Michael, if you ever need someone to walk silently to the river with you (keeping out of your way, quiet as a mouse, and being there just in case) please don't hesitate to ask.
Hello Dear Michael. Hoping your medical team finds new solutions for you. I’m sure the thought of not being able to go solo to the river is a big bummer since it’s been such a source of healing. Perhaps you can find some “secret service” like folks to accompany you from almost invisible distances!?!
Sorry to hear about the seizure, but glad you are getting support and more wisdom surrounding them. We are always trying to hold you and your family in the light, and we will continue to do so.

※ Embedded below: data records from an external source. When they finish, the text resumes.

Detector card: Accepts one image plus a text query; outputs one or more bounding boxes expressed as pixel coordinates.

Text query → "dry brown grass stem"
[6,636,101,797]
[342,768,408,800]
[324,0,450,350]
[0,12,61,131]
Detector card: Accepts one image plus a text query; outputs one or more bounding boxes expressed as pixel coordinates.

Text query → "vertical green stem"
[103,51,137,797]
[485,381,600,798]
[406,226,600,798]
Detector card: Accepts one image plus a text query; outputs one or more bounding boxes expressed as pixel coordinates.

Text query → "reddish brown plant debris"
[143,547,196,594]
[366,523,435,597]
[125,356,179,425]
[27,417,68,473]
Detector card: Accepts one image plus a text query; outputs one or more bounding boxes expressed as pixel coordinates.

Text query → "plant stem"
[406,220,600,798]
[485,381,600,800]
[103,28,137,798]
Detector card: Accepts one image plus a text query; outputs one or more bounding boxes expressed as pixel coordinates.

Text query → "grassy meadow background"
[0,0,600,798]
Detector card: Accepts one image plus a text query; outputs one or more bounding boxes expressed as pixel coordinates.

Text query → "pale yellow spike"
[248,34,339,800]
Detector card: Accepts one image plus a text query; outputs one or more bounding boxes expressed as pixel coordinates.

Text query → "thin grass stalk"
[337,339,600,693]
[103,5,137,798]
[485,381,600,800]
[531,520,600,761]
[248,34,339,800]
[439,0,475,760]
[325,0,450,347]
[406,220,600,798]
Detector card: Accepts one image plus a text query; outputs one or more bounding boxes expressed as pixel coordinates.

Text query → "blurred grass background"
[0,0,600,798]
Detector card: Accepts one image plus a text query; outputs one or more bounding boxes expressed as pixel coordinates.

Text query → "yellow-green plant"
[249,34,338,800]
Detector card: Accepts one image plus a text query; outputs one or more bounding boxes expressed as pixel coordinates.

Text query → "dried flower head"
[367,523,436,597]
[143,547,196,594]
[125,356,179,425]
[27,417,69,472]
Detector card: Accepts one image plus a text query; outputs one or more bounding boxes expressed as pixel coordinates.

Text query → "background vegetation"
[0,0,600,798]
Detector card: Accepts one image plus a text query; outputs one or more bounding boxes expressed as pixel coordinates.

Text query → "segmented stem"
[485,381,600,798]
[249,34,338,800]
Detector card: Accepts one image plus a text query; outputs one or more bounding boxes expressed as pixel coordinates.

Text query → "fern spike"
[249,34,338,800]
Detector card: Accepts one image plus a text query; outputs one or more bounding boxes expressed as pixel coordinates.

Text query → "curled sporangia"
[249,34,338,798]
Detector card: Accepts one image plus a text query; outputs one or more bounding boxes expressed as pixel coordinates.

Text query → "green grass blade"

Peace!
Michael and Jenny, this sounds like a hard spot in a challenging journey, and I'm so glad you're not alone. I'm reminded of rock climbing, when your muscles and body are strained as you lift yourself up to a higher hold. But maybe that metaphor doesn't work. I'm sitting with my father in hospice these days witnessing the last leg of his journey. It doesn't seem like a climb for him where muscles are strained to achieve a goal. The journey looks like it is followed by letting go. What a mystery we're in.